CHICAGO (Reuters) - Grain companies will have to pay up to get deep-pocketed U.S. farmers to part with soybeans, as about half of the crop remains unsold at a time when soymeal demand rises seasonally and the export program could be extended by planting delays in Brazil.
Soybean basis bids -- the amount above or below Chicago Board of Trade benchmark futures prices that grain merchants pay to farmers -- are poised to climb at least until year end after hitting a low for 2010 during harvest last month.
At a soybean processor in Decatur, Illinois, home of Archer Daniels Midland (ADM.N), basis bids rose 25 cents per bushel since October 7 while spot CBOT soybean futures increased about 20 percent. (Graphic: r.reuters.com/ked24q)
“All indications are that it (the basis) will continue to recover strongly for the next few months,” said Kevin McNew, president of Montana-based Cash Grain Bids Inc, which monitors the basis at thousands of locations across the United States.
“Usually with beans, more than corn, when farmers are through with harvest and the bin doors shut, that’s it,” said Diana Klemme, vice president at Grain Service Corp in Atlanta.
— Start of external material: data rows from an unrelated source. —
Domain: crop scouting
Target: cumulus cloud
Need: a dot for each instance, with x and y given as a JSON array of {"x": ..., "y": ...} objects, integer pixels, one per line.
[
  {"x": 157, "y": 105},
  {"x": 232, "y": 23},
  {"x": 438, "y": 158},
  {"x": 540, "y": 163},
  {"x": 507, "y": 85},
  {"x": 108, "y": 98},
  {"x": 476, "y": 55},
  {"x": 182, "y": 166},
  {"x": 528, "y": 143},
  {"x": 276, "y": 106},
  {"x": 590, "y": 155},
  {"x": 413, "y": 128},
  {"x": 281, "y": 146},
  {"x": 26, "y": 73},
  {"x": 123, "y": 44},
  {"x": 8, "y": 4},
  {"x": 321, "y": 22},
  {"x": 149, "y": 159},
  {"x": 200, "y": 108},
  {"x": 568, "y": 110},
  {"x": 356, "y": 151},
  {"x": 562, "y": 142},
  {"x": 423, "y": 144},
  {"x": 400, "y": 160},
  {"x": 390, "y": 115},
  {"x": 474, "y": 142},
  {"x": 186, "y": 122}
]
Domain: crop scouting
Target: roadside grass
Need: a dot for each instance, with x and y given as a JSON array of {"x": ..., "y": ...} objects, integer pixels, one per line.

“It doesn’t mean farmers won’t sell, but you have to work to pry them out of their hands through sharply higher prices that they haven’t seen before,” Klemme added.
The U.S. Agriculture Department last week said the average price farmers got for soybeans in October was 14 percent higher than the same month last year. At the same time, farmers were harvesting a record-large crop at a record-fast pace.
U.S. farmers have sold between 55 and 60 percent of their soybeans, slightly more than normal for this time of year because of recent high prices, said Charlie Sernatinger, analyst at ABN AMRO in Chicago.
Due to the larger marketings, the growers may take a more bullish stance when they sell the rest of their soybeans.
“The question is, Will futures do the work or does cash?” Sernatinger said. “If futures keep going up, farmers will give you more and keep cash (the basis) under wraps.”
La Nina weather conditions have delayed soybean plantings in the top-producing soy state in Brazil, the No. 2 exporter behind the United States, and the late start could extend the U.S. export program.
“The Brazilian crop, with too much rain in some areas and not enough rain in other areas, the crop is being delayed a little bit so we should see the export interest out of the United States go a little longer this year than normal,” ADM vice chairmen John Rice said this week in a conference call.
Robust demand from China, which buys about 60 percent of the world’s soybeans, keeps supporting soybean prices, which hit a 17-month high on Friday.
Domestic demand for soymeal is also on the rise, with cows, hogs and chickens eating more feed in the colder months. Soymeal futures hit a 14-month high this week.
Meanwhile, farmers have plenty of cash on hand and may delay sales until 2011, a new tax year, said Glenn Hollander, of the cash-connected firm Hollander & Feuerhaken, which has been on the CBOT trading floor for 66 years.
“I don’t think you are going to see a lot of beans moving unless the price goes a little bit higher,” Hollander said.